Unintended Irrevocable License

by | Feb 15, 2015 | Firm News

A trial court and the court of appeal have held that property owners who allowed a neighbor to landscape, irrigate and install lighting on a driveway easement across their property, had inadvertently and unintentionally given up a permanent irrevocable license for those improvements. The courts couldn’t grant the neighbor an easement for the landscaping improvements, because there was no dispute that the property owners had consented to the improvements. Both courts held that because the property owners had allowed the neighbor to expend a considerable amount of money and effort installing and maintaining the improvements and over a long period of time, six years, that an irrevocable license had been established. 

In order to create an easement, whether for access, landscaping, or any other use, either the owner of the property must make a deed granting the easement, or the person claiming the easement must use the easement area for five years openly and adversely. Adversely means without the consent of the property owner. Therefore, property owners have felt protected against giving up rights regarding their land when they allowed a neighbor to use a portion of it. Consent was and is still a defense to any claim to an easement. So is posting a “right to pass by permission” sign, pursuant Civil Code §1008. But it won’t protect you from an irrevocable license on your property. 

A non-easement permission to make such use of another person’s property is a license, and in most situations, such a license is revocable at any time.

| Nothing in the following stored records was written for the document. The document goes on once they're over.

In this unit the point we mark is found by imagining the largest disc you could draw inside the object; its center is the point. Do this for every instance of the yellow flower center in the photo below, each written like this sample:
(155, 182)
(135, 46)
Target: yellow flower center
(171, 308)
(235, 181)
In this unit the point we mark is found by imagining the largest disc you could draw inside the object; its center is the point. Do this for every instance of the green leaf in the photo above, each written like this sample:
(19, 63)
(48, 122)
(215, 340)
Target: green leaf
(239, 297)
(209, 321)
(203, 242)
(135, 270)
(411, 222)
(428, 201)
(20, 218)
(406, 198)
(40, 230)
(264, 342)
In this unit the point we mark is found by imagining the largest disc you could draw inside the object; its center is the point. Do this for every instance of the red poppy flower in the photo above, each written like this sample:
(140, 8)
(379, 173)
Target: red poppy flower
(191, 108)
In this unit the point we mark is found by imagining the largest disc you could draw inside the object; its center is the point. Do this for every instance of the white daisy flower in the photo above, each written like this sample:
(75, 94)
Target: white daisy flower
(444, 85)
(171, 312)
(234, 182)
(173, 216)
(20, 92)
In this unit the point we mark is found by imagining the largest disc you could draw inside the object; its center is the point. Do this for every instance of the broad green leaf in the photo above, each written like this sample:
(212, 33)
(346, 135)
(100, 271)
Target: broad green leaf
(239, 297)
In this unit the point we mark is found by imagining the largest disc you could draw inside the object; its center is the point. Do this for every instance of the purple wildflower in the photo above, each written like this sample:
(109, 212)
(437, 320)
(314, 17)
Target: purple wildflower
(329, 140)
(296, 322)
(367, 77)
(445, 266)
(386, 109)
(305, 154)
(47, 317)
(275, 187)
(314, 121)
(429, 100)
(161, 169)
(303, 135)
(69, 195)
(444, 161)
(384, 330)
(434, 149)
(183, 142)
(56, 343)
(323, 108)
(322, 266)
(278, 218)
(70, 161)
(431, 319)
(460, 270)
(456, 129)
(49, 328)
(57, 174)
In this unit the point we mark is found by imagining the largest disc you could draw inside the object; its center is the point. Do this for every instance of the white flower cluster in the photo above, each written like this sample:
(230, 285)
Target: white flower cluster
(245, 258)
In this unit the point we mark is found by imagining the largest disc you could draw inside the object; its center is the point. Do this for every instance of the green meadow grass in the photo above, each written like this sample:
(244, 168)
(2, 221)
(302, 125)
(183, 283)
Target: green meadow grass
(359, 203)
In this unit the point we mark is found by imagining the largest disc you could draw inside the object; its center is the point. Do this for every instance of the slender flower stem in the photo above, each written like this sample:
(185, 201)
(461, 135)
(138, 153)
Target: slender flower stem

Richardson v. Franc, a January 27, 2015 case from Novato, recognized that the property owners’ consent prevented the neighbor from acquiring an easement, but nonetheless gave the neighbor the permanent irrevocable right to keep and maintain the landscaping, irrigation system and lighting the neighbor had installed and maintained on the property for six years, with the owners’ knowledge.

If you want to protect against someone acquiring the right come onto or cross your property, or to use your property for some purpose, like landscaping, your consent will protect against the creation of an easement, but it won’t protect you against the creation of an irrevocable license under this case. Our advice is to offer to allow the other person to continue their use of a portion of your property only if that other person agrees to sign a written agreement that you can cancel such permission and block the access or remove the improvements upon written notice.

If the person attempting to use your property and establish such an easement or irrevocable license will not relent and will not sign such an agreement, then you must sue them. Maybe you can get them to agree to neighborhood mediation or mediation with an attorney or retired judge, to work something out. You can’t just let them continue. That’s what the Franc’s did, and now they’re stuck with their neighbors’ landscaping, irrigation and lighting forever.